For a post-collapse community, developing a local code book for common traffic makes sense. Standard phrases — “requesting assistance,” “situation is under control,” “supplies needed: [item list follows],” “casualties: [number follows]” — can be encoded as short code groups. The code book must be distributed to all stations in advance and kept secure from adversaries if operational security matters.
Cipher (encrypted) messages use codes designed to conceal meaning from unauthorized readers. Simple substitution ciphers (replace each letter with another) are weak and can be broken in minutes by analysis. One-time pad systems (using a randomly generated key as long as the message, discarded after use) are theoretically unbreakable but require secure pre-distribution of key material. For field use, a shared code book serves both efficiency and modest security.
Error Detection and Correction
Morse code has no built-in error correction. An error produces a wrong letter that the receiver does not know is wrong — unless context reveals it. Standard practice for error correction: if the sender makes a mistake, send the error signal (eight dots: ········) to alert the receiver that the preceding character was wrong, then immediately resend the correct character. The receiver erases the wrong character and substitutes the correct one.
For formal message traffic, the receiver reads back the received text and the sender confirms accuracy (“Rogers, your copy is correct” or sends corrections). This confirmation procedure catches transcription errors and ensures both parties have identical copies.

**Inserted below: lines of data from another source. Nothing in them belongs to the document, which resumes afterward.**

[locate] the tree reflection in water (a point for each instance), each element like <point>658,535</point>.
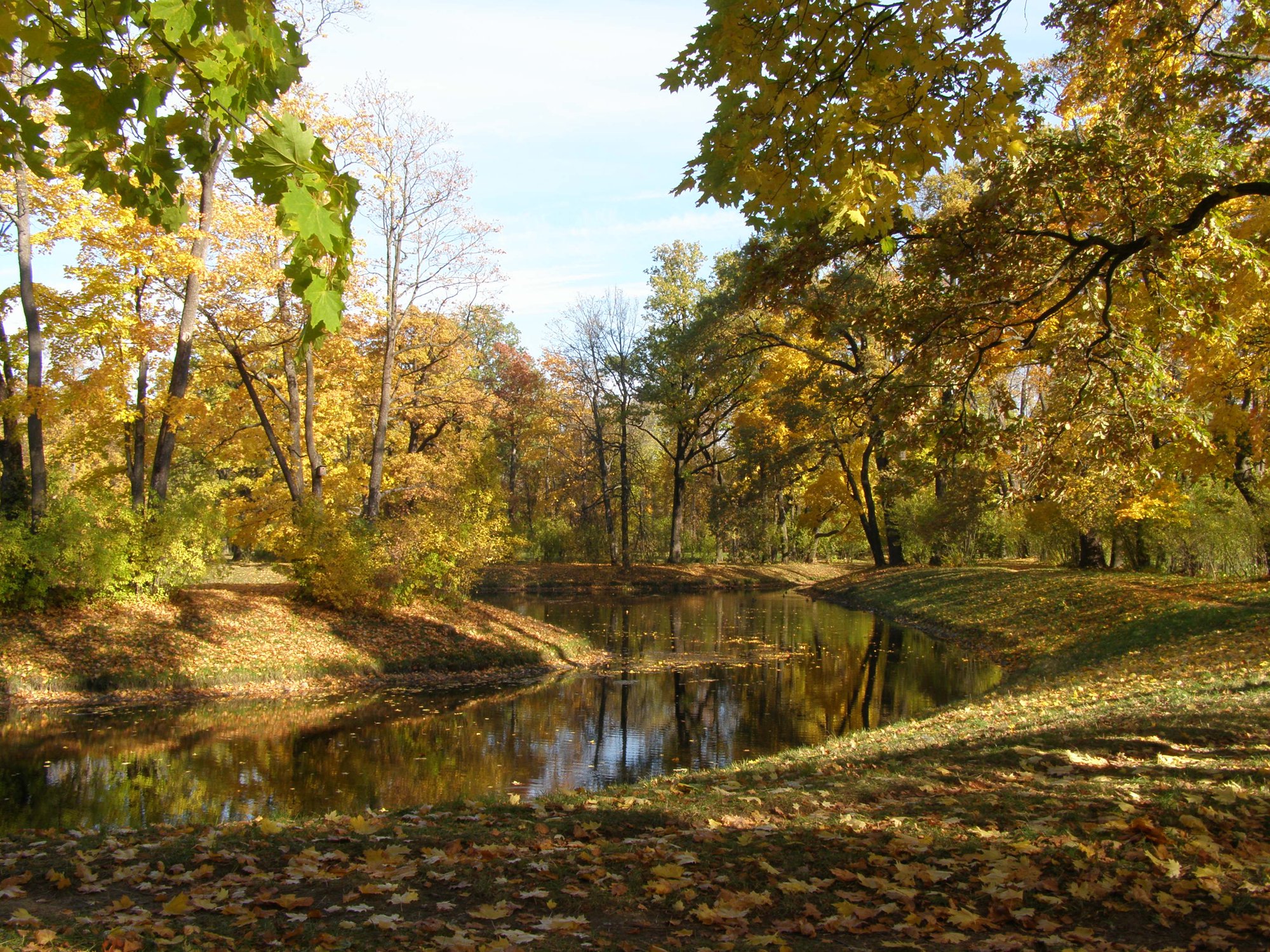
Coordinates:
<point>698,681</point>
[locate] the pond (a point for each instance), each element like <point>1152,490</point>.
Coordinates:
<point>695,681</point>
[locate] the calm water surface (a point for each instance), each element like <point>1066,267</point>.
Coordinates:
<point>697,681</point>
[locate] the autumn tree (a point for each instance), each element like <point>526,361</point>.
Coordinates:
<point>431,251</point>
<point>692,379</point>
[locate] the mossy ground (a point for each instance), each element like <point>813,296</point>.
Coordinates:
<point>231,638</point>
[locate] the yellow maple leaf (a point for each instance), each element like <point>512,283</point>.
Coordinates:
<point>501,911</point>
<point>177,906</point>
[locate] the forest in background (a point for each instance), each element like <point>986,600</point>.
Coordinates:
<point>987,312</point>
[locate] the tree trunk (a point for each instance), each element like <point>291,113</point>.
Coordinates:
<point>1090,553</point>
<point>13,475</point>
<point>895,543</point>
<point>938,548</point>
<point>317,470</point>
<point>138,439</point>
<point>625,499</point>
<point>872,532</point>
<point>298,455</point>
<point>783,526</point>
<point>166,445</point>
<point>374,491</point>
<point>679,486</point>
<point>1118,557</point>
<point>289,477</point>
<point>603,468</point>
<point>864,501</point>
<point>1244,480</point>
<point>35,352</point>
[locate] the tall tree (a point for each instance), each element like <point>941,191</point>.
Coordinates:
<point>690,378</point>
<point>434,252</point>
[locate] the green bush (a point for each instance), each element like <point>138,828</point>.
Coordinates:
<point>97,546</point>
<point>434,552</point>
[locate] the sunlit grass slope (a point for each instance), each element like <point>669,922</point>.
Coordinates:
<point>223,635</point>
<point>1114,798</point>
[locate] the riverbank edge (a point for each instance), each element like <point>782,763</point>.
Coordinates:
<point>1041,621</point>
<point>260,642</point>
<point>1018,818</point>
<point>648,579</point>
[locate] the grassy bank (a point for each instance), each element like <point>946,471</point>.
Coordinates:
<point>258,639</point>
<point>1116,798</point>
<point>1038,620</point>
<point>556,579</point>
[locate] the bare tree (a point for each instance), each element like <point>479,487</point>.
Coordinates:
<point>598,343</point>
<point>415,199</point>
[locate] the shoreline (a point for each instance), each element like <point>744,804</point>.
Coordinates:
<point>650,579</point>
<point>227,640</point>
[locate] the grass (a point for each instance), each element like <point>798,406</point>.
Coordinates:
<point>241,638</point>
<point>1116,797</point>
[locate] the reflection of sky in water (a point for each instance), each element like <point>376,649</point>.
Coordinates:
<point>697,681</point>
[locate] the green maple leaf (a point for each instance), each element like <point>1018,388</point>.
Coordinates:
<point>326,310</point>
<point>177,16</point>
<point>308,218</point>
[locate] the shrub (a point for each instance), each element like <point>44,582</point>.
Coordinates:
<point>96,546</point>
<point>434,552</point>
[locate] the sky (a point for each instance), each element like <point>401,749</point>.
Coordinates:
<point>558,110</point>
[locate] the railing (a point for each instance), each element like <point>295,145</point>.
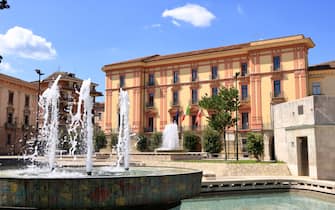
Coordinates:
<point>277,95</point>
<point>267,184</point>
<point>150,105</point>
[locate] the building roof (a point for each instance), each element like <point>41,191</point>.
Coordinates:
<point>17,81</point>
<point>323,66</point>
<point>237,48</point>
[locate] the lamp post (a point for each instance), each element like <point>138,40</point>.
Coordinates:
<point>236,113</point>
<point>38,99</point>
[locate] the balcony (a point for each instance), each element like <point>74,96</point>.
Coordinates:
<point>244,102</point>
<point>150,105</point>
<point>10,125</point>
<point>277,97</point>
<point>151,83</point>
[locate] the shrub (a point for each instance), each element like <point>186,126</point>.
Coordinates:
<point>212,141</point>
<point>99,140</point>
<point>255,144</point>
<point>156,140</point>
<point>191,141</point>
<point>142,143</point>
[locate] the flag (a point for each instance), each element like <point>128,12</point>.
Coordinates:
<point>187,112</point>
<point>197,120</point>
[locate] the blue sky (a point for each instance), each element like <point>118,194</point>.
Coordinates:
<point>82,36</point>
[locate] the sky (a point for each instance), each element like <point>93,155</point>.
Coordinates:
<point>81,36</point>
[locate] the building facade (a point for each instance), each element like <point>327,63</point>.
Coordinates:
<point>321,79</point>
<point>304,138</point>
<point>161,88</point>
<point>17,114</point>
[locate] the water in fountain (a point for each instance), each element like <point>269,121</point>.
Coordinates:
<point>49,133</point>
<point>81,124</point>
<point>170,138</point>
<point>122,147</point>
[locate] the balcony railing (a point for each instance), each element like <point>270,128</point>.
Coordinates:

Statistical error detection: in critical applications, messages can be sent twice. The receiver checks both copies for agreement; discrepancies reveal errors. Or a message “check” (the number of words in the text portion of a radiogram) is sent in the message header; the receiver verifies their copy has the correct word count before confirming receipt.
Modern digital modes (RTTY, PSK31, and especially robust modes like Winlink) add systematic error detection and correction codes to the message stream — the transmitter sends additional check bits derived from the data, and the receiver uses these to detect and correct errors without retransmission. Understanding this principle, that redundancy enables error correction, is a foundational concept of information theory with applications far beyond telegraphy.